そもそもこの脆弱な地盤の地震大国に50を超す原発を作ってしまいその処分場も定まらないという事態が異常だったのである。小泉氏もようやくそのことに目が開いた、ウロコが落ちたのだと思える。

 ただ、氏は、首相が決断すれば即原発ゼロは可能だと言うが、政治家である限り、いや、政権を担当する側にいる限りそれは難しい、まず不可能だと自分は思う。小泉氏は今はほぼフリーの立場であるから好き勝手なことを何でも言える。まあ、元からそういう性格でもあった。が、財界の支援を受けて、その顔色を常に窺っている政権担当者たちが、「本音」を口にできるのは、野中氏、古賀氏のように政界を引退し後援してくれた彼らと縁が切れてからのことで、現役中は絶対にできない。それは野党時代の民主党がマニフェストで、コンクリートから人へとか、脱ダム宣言や公共事業抑制を掲げても政権をとったとたん、それらは腰砕けになったように、要するに財界と米国の顔色を窺いつつでないとこの国の政治は立ち行かない。
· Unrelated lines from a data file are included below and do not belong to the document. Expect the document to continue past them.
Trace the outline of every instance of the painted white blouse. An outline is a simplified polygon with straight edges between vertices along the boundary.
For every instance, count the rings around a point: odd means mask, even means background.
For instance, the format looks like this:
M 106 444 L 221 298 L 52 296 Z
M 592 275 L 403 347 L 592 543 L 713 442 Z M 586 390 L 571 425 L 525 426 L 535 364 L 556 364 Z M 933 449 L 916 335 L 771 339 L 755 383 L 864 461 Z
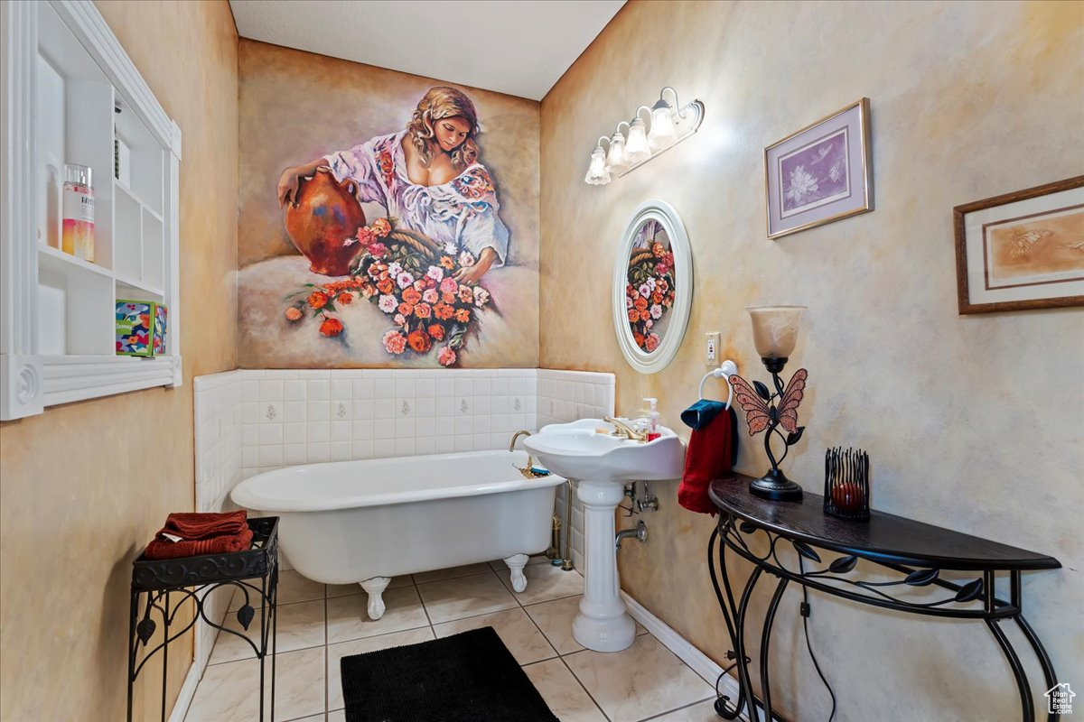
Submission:
M 349 150 L 324 156 L 341 182 L 358 184 L 358 200 L 384 206 L 389 216 L 442 244 L 478 258 L 487 248 L 496 251 L 493 267 L 504 265 L 508 228 L 499 215 L 493 180 L 481 163 L 474 163 L 448 183 L 417 185 L 406 175 L 402 140 L 406 131 L 379 135 Z

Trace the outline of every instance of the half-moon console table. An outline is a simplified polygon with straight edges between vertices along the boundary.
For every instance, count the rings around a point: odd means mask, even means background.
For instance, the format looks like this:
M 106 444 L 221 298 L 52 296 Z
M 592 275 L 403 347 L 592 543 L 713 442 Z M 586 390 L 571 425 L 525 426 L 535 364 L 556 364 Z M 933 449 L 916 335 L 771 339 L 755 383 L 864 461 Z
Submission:
M 711 500 L 722 513 L 708 542 L 708 568 L 734 645 L 727 656 L 735 662 L 740 688 L 733 709 L 725 705 L 721 709 L 717 706 L 720 714 L 734 719 L 748 704 L 750 708 L 760 707 L 765 720 L 774 719 L 767 674 L 769 644 L 779 600 L 787 585 L 795 581 L 827 594 L 898 612 L 985 621 L 1012 668 L 1023 709 L 1022 719 L 1034 722 L 1035 707 L 1028 678 L 1020 657 L 999 625 L 1006 620 L 1016 622 L 1038 657 L 1046 686 L 1057 684 L 1046 649 L 1023 618 L 1020 573 L 1056 569 L 1061 566 L 1058 560 L 878 511 L 870 512 L 868 522 L 836 518 L 824 513 L 823 498 L 816 494 L 806 491 L 801 501 L 769 501 L 749 494 L 750 481 L 750 477 L 737 474 L 733 478 L 715 480 L 709 490 Z M 797 569 L 795 563 L 788 563 L 789 554 L 780 559 L 780 544 L 795 550 Z M 754 567 L 740 596 L 735 596 L 726 574 L 724 552 L 727 548 Z M 825 551 L 831 556 L 826 557 Z M 719 560 L 722 588 L 713 556 Z M 859 560 L 879 565 L 882 567 L 880 572 L 887 567 L 899 578 L 887 581 L 863 579 L 861 574 L 855 573 Z M 942 570 L 971 572 L 977 576 L 966 583 L 954 583 L 941 579 Z M 749 679 L 745 628 L 749 599 L 764 572 L 777 577 L 778 582 L 761 629 L 759 664 L 762 698 L 758 698 Z M 1003 575 L 1003 579 L 1008 577 L 1008 601 L 996 596 L 998 574 Z M 913 601 L 900 594 L 918 587 L 929 588 L 931 599 Z M 934 588 L 947 591 L 937 594 L 933 593 Z M 809 608 L 803 604 L 802 615 L 808 614 Z M 1050 721 L 1060 717 L 1051 712 L 1046 719 Z M 750 720 L 754 718 L 754 714 L 749 716 Z

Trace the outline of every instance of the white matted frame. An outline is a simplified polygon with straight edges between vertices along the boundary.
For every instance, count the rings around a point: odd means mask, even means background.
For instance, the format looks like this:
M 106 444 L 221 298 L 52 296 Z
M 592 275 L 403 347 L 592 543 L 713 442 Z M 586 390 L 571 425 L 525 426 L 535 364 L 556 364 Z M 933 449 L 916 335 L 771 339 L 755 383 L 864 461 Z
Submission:
M 670 315 L 666 334 L 655 351 L 647 353 L 635 342 L 629 327 L 625 286 L 629 283 L 629 257 L 636 234 L 648 221 L 656 221 L 666 231 L 673 252 L 674 302 L 668 312 Z M 688 314 L 693 307 L 693 254 L 688 244 L 688 234 L 682 225 L 681 218 L 673 206 L 664 200 L 648 200 L 642 204 L 632 214 L 629 225 L 621 236 L 614 263 L 612 291 L 614 330 L 617 332 L 618 345 L 629 365 L 641 373 L 657 373 L 673 360 L 685 338 L 688 326 Z
M 767 237 L 874 210 L 869 148 L 868 97 L 764 148 Z
M 51 10 L 50 10 L 51 9 Z M 167 354 L 132 358 L 95 354 L 42 353 L 36 317 L 39 261 L 83 266 L 102 283 L 120 284 L 106 266 L 73 261 L 51 252 L 37 238 L 39 197 L 39 24 L 55 13 L 89 55 L 114 99 L 146 129 L 164 154 L 160 222 L 163 277 L 159 296 L 169 309 Z M 0 3 L 0 419 L 41 413 L 55 404 L 182 382 L 180 355 L 179 166 L 181 131 L 165 113 L 131 58 L 89 0 Z M 95 180 L 95 186 L 101 179 Z M 112 183 L 113 179 L 108 181 Z M 112 207 L 102 209 L 112 213 Z M 103 221 L 104 222 L 104 221 Z M 66 267 L 66 266 L 64 266 Z M 113 313 L 115 310 L 105 309 Z M 108 323 L 100 319 L 101 323 Z

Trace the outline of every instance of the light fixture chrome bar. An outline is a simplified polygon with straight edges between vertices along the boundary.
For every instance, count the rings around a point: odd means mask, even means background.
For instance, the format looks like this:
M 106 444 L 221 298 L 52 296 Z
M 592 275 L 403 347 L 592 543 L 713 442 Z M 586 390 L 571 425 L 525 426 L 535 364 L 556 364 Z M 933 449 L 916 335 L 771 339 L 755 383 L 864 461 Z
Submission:
M 664 148 L 653 150 L 649 157 L 645 158 L 644 160 L 641 160 L 637 163 L 633 163 L 632 166 L 627 166 L 620 169 L 611 168 L 609 169 L 610 172 L 614 173 L 614 175 L 616 175 L 617 178 L 621 178 L 627 173 L 629 173 L 630 171 L 640 168 L 641 166 L 649 161 L 651 158 L 662 155 L 670 148 L 674 147 L 675 145 L 684 141 L 689 135 L 696 133 L 696 131 L 699 130 L 700 128 L 700 123 L 702 122 L 704 122 L 704 103 L 701 103 L 700 101 L 691 102 L 688 105 L 683 107 L 681 109 L 681 113 L 678 113 L 676 117 L 674 118 L 674 129 L 678 131 L 676 141 L 666 146 Z

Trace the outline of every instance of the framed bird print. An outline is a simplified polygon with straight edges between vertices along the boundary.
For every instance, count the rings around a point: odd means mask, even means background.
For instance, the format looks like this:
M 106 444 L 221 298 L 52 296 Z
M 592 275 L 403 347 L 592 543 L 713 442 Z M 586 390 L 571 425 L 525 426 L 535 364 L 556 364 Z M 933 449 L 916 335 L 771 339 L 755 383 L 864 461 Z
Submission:
M 1084 175 L 953 209 L 960 314 L 1084 305 Z
M 764 148 L 767 237 L 874 209 L 869 99 Z

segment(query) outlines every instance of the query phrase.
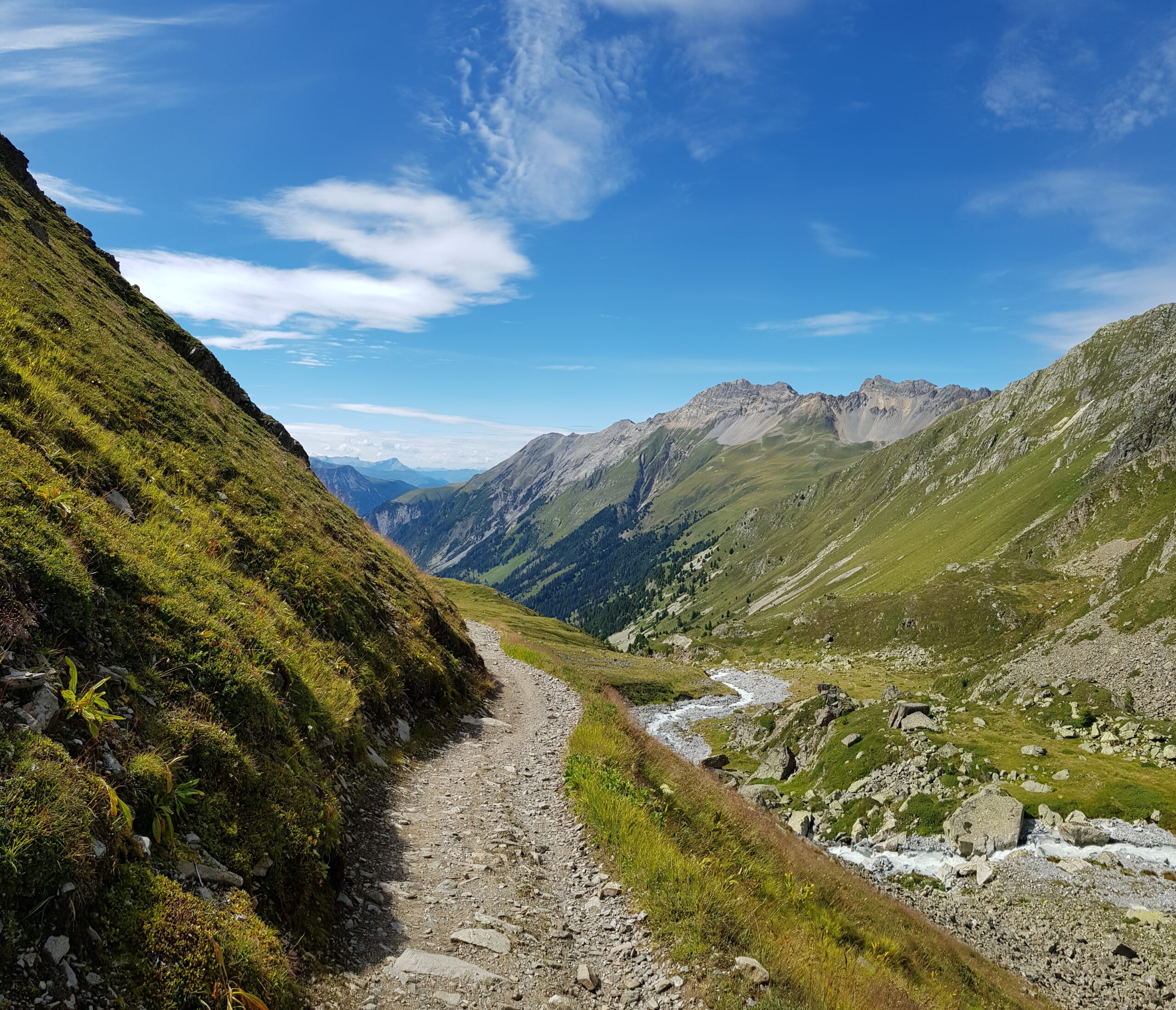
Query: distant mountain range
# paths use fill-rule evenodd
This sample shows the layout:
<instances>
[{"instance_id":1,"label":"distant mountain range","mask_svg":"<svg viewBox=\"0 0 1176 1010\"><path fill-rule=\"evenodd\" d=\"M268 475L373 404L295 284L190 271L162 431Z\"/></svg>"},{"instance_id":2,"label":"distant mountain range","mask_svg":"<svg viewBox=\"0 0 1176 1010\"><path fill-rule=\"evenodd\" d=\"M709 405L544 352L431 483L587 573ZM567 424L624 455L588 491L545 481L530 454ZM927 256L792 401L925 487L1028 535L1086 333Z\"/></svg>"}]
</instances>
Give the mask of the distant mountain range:
<instances>
[{"instance_id":1,"label":"distant mountain range","mask_svg":"<svg viewBox=\"0 0 1176 1010\"><path fill-rule=\"evenodd\" d=\"M406 467L393 456L389 460L370 462L359 456L313 456L312 462L325 467L352 467L366 477L382 481L403 481L414 488L439 488L445 484L465 483L481 470L421 470Z\"/></svg>"},{"instance_id":2,"label":"distant mountain range","mask_svg":"<svg viewBox=\"0 0 1176 1010\"><path fill-rule=\"evenodd\" d=\"M647 573L711 540L716 523L990 395L882 376L844 396L801 395L741 379L640 423L542 435L460 487L385 502L368 522L429 571L612 633L643 609Z\"/></svg>"},{"instance_id":3,"label":"distant mountain range","mask_svg":"<svg viewBox=\"0 0 1176 1010\"><path fill-rule=\"evenodd\" d=\"M373 463L355 456L312 456L310 469L327 490L363 516L406 491L465 482L477 473L414 470L395 457Z\"/></svg>"}]
</instances>

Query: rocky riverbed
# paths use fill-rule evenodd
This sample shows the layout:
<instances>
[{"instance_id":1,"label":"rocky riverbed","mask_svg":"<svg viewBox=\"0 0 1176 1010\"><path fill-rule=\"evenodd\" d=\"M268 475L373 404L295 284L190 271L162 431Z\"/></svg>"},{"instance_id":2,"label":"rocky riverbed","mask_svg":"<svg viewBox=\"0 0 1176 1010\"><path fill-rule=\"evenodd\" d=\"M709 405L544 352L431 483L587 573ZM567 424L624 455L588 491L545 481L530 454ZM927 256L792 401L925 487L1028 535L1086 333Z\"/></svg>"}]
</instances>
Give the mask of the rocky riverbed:
<instances>
[{"instance_id":1,"label":"rocky riverbed","mask_svg":"<svg viewBox=\"0 0 1176 1010\"><path fill-rule=\"evenodd\" d=\"M791 696L788 681L771 674L717 667L708 669L707 676L730 688L733 694L634 709L646 733L694 764L710 756L710 745L690 729L691 725L706 718L723 718L747 705L782 702Z\"/></svg>"}]
</instances>

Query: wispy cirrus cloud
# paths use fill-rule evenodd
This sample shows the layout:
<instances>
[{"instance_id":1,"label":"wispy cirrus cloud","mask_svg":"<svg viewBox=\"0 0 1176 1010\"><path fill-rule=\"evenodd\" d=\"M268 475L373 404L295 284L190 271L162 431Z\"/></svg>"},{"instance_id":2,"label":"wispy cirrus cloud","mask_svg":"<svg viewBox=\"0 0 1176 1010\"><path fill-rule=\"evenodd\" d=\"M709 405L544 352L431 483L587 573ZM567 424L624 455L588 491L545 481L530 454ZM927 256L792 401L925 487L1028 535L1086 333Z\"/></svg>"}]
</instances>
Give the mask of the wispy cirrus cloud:
<instances>
[{"instance_id":1,"label":"wispy cirrus cloud","mask_svg":"<svg viewBox=\"0 0 1176 1010\"><path fill-rule=\"evenodd\" d=\"M409 467L485 469L530 441L529 435L487 429L468 433L401 432L310 421L285 423L286 429L313 456L359 456L362 460L396 456Z\"/></svg>"},{"instance_id":2,"label":"wispy cirrus cloud","mask_svg":"<svg viewBox=\"0 0 1176 1010\"><path fill-rule=\"evenodd\" d=\"M1098 169L1037 172L1009 186L973 196L964 208L1027 218L1068 215L1089 223L1095 236L1121 249L1147 247L1170 235L1176 201L1171 190L1129 175Z\"/></svg>"},{"instance_id":3,"label":"wispy cirrus cloud","mask_svg":"<svg viewBox=\"0 0 1176 1010\"><path fill-rule=\"evenodd\" d=\"M336 410L352 410L356 414L383 414L390 417L414 417L420 421L432 421L436 424L474 424L490 428L495 432L512 432L519 435L546 435L556 432L568 434L566 428L536 428L534 424L505 424L500 421L483 421L477 417L463 417L459 414L433 414L415 407L388 407L380 403L333 403Z\"/></svg>"},{"instance_id":4,"label":"wispy cirrus cloud","mask_svg":"<svg viewBox=\"0 0 1176 1010\"><path fill-rule=\"evenodd\" d=\"M146 55L151 51L139 40L236 20L249 9L192 4L181 13L139 18L60 0L0 0L0 114L5 129L45 133L168 105L181 89L166 71L148 68Z\"/></svg>"},{"instance_id":5,"label":"wispy cirrus cloud","mask_svg":"<svg viewBox=\"0 0 1176 1010\"><path fill-rule=\"evenodd\" d=\"M68 210L98 210L102 214L142 214L119 196L107 196L68 179L60 179L44 172L33 173L36 185L46 196L64 203Z\"/></svg>"},{"instance_id":6,"label":"wispy cirrus cloud","mask_svg":"<svg viewBox=\"0 0 1176 1010\"><path fill-rule=\"evenodd\" d=\"M593 39L575 0L507 0L507 61L457 62L460 132L486 158L476 179L500 213L575 221L629 178L624 115L642 48L635 35Z\"/></svg>"},{"instance_id":7,"label":"wispy cirrus cloud","mask_svg":"<svg viewBox=\"0 0 1176 1010\"><path fill-rule=\"evenodd\" d=\"M796 336L850 336L869 333L881 323L935 322L934 313L920 312L831 312L823 315L810 315L804 319L791 319L782 322L757 322L750 329L790 333Z\"/></svg>"},{"instance_id":8,"label":"wispy cirrus cloud","mask_svg":"<svg viewBox=\"0 0 1176 1010\"><path fill-rule=\"evenodd\" d=\"M1176 301L1176 256L1121 270L1075 270L1058 277L1056 286L1069 301L1077 295L1084 305L1033 316L1028 336L1064 350L1108 322Z\"/></svg>"},{"instance_id":9,"label":"wispy cirrus cloud","mask_svg":"<svg viewBox=\"0 0 1176 1010\"><path fill-rule=\"evenodd\" d=\"M843 260L857 260L868 259L873 255L864 249L853 246L846 238L846 233L834 225L827 225L823 221L813 221L809 228L821 252L830 256L837 256Z\"/></svg>"},{"instance_id":10,"label":"wispy cirrus cloud","mask_svg":"<svg viewBox=\"0 0 1176 1010\"><path fill-rule=\"evenodd\" d=\"M315 242L363 268L121 249L123 272L165 309L194 320L245 330L308 319L400 332L512 297L510 281L532 272L502 220L407 185L328 180L235 206L274 238ZM266 349L275 339L232 346Z\"/></svg>"}]
</instances>

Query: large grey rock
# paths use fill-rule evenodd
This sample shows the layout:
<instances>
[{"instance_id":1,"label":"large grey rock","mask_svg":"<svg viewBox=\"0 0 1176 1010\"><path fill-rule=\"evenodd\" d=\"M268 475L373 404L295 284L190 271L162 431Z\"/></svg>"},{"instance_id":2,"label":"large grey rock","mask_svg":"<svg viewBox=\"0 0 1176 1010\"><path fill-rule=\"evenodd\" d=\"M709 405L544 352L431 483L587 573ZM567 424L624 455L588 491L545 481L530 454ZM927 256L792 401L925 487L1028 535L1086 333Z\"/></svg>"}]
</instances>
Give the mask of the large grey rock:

 じっさいのところ、原発再稼働は財界の意向、方針なのである。国民がどんなに脱原発を叫ぼうと、日立や東芝ら本業の家電がダメで、海外での原発製造受注で何とか企業存続を図ろうとしている大会社としてはまず日本国内で原発が稼働してくれないことにはセールスもできない。国内では原発ゼロを掲げて海外では原発建設という二枚舌では商売は成り立たない。ゆえに、原発再稼働と新規建設は国策としてこれからも続いていく。

 ただ、今回の小泉氏の発言には勇気づけられた点も多々ある。もはや政治や政治家に期待して、彼らに何かをやってもらおうというのは無力ではないかと自分も考えていた。手順から言えば新しい脱原発政党やそうした勢力を結集させて選挙で議席を増やしていくべきだと思う。しかしそんなことを言っていたらたぶん永久に原発はなくならない。即ゼロ!にしろという強い国民全体の声を国民一人一人が常に叫び続けることからモノゴトは動いていくのではないか。

 まず民主的勢力を結集してなんてゆうちょうなことを言っていたら原発は次々とまた再稼働されていきそうこうしているうちに巨大地震がまた起きる。そのときにまた「想定外」の事態が起きるかもしれない。ならば小泉氏が言うように、一個人がその思いをもって行動していくしかない。

彼は言う。

 私はいろいろな人から、「新党を考えたらどうか」とか「『原発ゼロ』を展開している人と連携したら」と言われるが、それぞれの立場でやった方がいいんじゃないかと。主張を展開するときには、誰が賛成しているか、誰が反対しているかというよりも、やっぱりやむにやまれぬ気持ちがないと公に自分の主張は展開できない。「一人でもやる」という気持ちでやらないとダメだ。
 連携を呼びかけている人には、そう言っているんです。「自分は本当にこう思うんだ」ということを展開していかないと、なかなか世の中は動かせない。
 国民が本当に「原発ゼロ」の社会を望むなら、国民の皆さんもそういう気持ちを持って運動していけば、必ず政権に届くはずですよ。
                                        
 この発言は重い。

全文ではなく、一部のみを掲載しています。